O Brasil apresenta boas perspectivas de aumentar a sua participação atual de 4% no comércio mundial de produtos agrícolas, já que possui vários pontes fortes significativos. Nos últimos anos as exportações tem crescido a taxas de 6% ao ano e a balança comercial brasileira tem sido positiva. Como resultado o agronegócio já é responsável por 30% da geração de riqueza da nação (Produto Interno Bruto - PIB), 37% do total de empregos e mais de 40% das exportações. Em pouco mais de uma década mais do que duplicou a produção de grãos, estimada em 122 milhões de toneladas em 2006. A oferta doméstica de carnes, leite e hortigranjeiros aumentou substancialmente e os preços praticados ao nível dos consumidores estão extremamente baixos. Entretanto, os preços baixos pagos pelos consumidores possuem uma contrapartida perversa na outra ponta, a da produção.

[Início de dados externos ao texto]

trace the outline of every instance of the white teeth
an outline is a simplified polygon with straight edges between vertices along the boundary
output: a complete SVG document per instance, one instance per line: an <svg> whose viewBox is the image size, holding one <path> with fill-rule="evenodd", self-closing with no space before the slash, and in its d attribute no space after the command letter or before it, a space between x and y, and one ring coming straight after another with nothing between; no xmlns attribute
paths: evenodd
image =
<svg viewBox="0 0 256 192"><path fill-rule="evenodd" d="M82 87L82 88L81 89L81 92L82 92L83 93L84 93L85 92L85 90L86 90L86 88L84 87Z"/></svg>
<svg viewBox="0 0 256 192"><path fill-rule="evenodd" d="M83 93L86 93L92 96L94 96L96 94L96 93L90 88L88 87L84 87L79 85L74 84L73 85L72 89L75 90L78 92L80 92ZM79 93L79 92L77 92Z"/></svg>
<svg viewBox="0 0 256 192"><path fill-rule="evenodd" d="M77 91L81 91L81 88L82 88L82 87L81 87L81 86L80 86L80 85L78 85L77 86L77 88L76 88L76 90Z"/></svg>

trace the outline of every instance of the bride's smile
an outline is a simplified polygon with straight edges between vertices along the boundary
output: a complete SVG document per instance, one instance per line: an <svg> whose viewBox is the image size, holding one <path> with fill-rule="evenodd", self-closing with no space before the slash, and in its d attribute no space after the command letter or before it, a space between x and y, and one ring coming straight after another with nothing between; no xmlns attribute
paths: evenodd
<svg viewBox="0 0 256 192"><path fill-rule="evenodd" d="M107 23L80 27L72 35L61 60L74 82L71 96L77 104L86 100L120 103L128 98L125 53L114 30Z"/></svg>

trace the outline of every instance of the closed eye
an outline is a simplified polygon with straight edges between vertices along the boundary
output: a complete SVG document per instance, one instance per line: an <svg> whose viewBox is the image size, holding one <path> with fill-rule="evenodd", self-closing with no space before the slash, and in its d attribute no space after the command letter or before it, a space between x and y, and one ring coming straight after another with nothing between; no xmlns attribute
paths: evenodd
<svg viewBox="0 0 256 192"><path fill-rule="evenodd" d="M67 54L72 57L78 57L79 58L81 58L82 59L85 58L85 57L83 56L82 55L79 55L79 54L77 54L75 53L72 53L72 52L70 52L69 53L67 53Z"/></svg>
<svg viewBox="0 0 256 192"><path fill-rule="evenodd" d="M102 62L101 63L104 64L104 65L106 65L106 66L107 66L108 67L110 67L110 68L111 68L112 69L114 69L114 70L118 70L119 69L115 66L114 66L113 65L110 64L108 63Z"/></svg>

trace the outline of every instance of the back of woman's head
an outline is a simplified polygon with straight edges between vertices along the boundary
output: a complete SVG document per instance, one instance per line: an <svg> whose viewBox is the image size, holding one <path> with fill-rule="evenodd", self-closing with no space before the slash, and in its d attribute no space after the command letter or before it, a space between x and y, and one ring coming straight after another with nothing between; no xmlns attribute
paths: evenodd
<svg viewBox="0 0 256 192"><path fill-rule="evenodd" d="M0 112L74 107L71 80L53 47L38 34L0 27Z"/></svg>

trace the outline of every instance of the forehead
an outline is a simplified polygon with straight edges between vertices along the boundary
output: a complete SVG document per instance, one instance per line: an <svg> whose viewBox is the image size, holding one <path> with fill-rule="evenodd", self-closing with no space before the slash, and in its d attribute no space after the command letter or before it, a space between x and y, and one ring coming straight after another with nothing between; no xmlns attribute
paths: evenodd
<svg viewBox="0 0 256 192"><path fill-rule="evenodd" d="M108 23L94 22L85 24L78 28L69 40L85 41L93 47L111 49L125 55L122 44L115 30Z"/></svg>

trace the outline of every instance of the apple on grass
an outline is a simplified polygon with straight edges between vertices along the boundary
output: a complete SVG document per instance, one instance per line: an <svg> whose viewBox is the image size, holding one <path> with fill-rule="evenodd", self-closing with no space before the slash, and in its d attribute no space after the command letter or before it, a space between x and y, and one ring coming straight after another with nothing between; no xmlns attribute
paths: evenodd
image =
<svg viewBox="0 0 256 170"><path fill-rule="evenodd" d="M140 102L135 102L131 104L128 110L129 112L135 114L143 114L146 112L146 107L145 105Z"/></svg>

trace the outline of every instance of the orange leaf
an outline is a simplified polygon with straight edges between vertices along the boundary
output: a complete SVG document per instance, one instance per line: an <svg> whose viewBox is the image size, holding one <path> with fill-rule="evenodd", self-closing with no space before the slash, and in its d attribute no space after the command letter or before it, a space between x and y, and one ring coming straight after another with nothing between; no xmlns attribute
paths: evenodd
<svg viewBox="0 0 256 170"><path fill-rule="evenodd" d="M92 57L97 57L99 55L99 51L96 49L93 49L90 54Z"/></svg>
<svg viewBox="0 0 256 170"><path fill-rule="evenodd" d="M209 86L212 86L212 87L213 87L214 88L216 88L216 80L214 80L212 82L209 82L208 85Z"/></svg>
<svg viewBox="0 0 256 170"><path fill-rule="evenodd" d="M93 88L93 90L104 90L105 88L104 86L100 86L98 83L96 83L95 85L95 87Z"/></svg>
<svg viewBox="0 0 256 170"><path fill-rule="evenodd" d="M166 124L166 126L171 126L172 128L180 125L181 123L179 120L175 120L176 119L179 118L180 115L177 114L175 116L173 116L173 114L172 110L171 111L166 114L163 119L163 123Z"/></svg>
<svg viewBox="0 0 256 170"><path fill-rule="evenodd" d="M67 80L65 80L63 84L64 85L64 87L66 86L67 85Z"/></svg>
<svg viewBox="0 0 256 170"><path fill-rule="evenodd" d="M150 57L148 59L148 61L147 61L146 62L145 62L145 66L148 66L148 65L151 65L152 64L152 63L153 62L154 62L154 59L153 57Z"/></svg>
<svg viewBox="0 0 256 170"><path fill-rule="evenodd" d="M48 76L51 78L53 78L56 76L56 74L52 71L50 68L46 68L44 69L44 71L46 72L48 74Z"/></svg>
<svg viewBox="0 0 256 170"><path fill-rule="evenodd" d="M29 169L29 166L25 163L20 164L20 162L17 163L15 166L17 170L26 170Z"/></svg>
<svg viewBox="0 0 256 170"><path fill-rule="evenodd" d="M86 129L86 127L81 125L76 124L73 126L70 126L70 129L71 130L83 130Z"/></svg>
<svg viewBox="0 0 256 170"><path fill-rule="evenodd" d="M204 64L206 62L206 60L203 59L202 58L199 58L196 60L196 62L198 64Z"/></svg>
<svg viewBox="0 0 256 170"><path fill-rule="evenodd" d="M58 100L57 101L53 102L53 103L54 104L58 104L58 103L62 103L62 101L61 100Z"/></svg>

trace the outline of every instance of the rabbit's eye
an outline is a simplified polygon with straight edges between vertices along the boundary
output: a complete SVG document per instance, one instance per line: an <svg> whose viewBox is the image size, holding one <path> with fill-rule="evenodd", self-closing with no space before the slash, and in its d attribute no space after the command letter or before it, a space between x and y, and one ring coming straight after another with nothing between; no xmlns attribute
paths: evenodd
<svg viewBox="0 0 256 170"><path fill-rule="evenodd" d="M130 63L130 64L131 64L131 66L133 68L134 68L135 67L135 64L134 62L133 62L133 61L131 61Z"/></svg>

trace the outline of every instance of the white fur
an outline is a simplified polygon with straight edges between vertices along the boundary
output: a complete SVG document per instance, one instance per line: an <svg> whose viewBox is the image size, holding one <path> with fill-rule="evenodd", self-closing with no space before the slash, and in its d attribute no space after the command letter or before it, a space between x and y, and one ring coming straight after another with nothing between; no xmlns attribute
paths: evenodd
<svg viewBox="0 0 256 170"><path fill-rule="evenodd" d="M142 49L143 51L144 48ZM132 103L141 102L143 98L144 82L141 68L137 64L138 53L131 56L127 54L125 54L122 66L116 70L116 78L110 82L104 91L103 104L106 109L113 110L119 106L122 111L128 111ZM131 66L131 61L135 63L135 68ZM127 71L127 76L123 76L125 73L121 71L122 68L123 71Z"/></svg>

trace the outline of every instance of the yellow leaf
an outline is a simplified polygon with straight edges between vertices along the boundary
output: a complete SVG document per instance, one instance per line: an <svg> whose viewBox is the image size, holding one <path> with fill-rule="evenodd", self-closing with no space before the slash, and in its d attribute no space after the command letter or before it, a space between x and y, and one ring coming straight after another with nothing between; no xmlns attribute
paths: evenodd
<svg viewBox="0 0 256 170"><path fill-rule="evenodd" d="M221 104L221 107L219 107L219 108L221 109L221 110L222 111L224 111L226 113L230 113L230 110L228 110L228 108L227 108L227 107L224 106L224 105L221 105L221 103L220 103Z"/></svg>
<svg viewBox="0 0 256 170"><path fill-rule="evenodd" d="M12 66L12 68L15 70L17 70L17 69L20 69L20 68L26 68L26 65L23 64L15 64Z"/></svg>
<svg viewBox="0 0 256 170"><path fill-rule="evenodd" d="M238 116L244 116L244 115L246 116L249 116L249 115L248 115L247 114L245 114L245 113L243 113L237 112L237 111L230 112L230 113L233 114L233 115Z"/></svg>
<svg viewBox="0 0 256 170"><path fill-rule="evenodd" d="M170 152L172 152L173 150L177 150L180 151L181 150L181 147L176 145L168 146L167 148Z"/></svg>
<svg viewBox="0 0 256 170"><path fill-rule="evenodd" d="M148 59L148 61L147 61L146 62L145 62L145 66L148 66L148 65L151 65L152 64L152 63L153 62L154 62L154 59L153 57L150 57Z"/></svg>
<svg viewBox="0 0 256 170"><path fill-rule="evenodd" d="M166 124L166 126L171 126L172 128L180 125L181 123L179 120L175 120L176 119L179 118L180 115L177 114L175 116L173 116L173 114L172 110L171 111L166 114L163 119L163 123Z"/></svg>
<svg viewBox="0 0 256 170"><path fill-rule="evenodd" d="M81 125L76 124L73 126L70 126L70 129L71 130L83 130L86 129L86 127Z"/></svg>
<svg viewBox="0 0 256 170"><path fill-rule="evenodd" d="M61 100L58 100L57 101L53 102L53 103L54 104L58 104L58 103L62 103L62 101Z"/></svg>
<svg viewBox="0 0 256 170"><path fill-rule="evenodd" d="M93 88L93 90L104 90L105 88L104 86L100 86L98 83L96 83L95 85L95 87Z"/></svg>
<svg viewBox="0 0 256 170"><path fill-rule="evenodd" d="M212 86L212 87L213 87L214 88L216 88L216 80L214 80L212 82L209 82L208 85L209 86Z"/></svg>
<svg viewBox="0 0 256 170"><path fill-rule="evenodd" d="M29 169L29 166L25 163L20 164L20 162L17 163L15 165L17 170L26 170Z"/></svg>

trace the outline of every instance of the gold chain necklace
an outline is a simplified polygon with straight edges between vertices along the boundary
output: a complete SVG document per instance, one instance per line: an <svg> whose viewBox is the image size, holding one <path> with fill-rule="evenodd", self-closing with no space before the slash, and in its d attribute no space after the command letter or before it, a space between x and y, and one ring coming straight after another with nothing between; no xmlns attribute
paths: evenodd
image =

O setor primário está atravessando uma grave crise de liquidez. Nos dois últimos anos, (2005 e 2006), houve perda de produção pela ocorrência de estiagens e queda substancial nos preços de comercialização dos principais produtos. Como resultado, as perdas acumuladas de renda agrícola neste período somam R$30 bilhões e a inadimplência no campo está aumentando. Uma parte substancial dos produtores rurais está com a capacidade de pagamento seriamente comprometida e as previsões são de redução significativa na área a ser cultivada na próxima safra 2006/07. Não existe renda nem disponibilidade de crédito para plantar a mesma área cultivada em 2005, de quase 60 milhões de hectares - as necessidades totais de recursos para o agronegócio são da ordem de R$110 bilhões/ano, o crédito rural cobre apenas 30% e fontes privadas cobrem o valor restante de R$77 bilhões/ano.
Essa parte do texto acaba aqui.